A land trust is a pass-through entity that becomes the owner of a specific property. For this exercise we will only discuss the ownership of real property, specifically real estate. These documents are much hated by Realtors, lawyers, lenders and municipal governments to mention a few, but loved by real estate investors who understand them.
A land trust is a simple document which becomes the controlling or holding vehicle of a specific property. Its life span is limited to the term imposed in its internal clauses and extinguishes itself if the property is sold. Essentially, one property in, same property out and poof, the trust no longer exists!
The trustee of the trust administers the day-to-day financial dealings of the trust, but the owners are called the Beneficiaries. The trustee may or may not be the trustee. The trustee must be an individual; the beneficiaries can be individuals, partnerships, corporations, LLCs or other different type entities.
Trusts are hated by lawyers because they don’t make as much money on them as they do with LLCs or corporations and they are most commonly used to convey property by transfer of the beneficial interest without doing a formal closing.

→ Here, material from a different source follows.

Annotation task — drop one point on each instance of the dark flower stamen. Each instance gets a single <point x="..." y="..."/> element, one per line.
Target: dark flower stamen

Realtors don’t understand land trusts and because of that, they tend to believe they are illegal. Because they are not taught about them in real estate schools and various state regulations can vary about the actual administration and legalities of them.
If a buyer of a property is a land trust, Realtors care less because a sale is a sale. If the seller of a property is a land trust, the closing agent must understand how they work or these deals can be harder to close.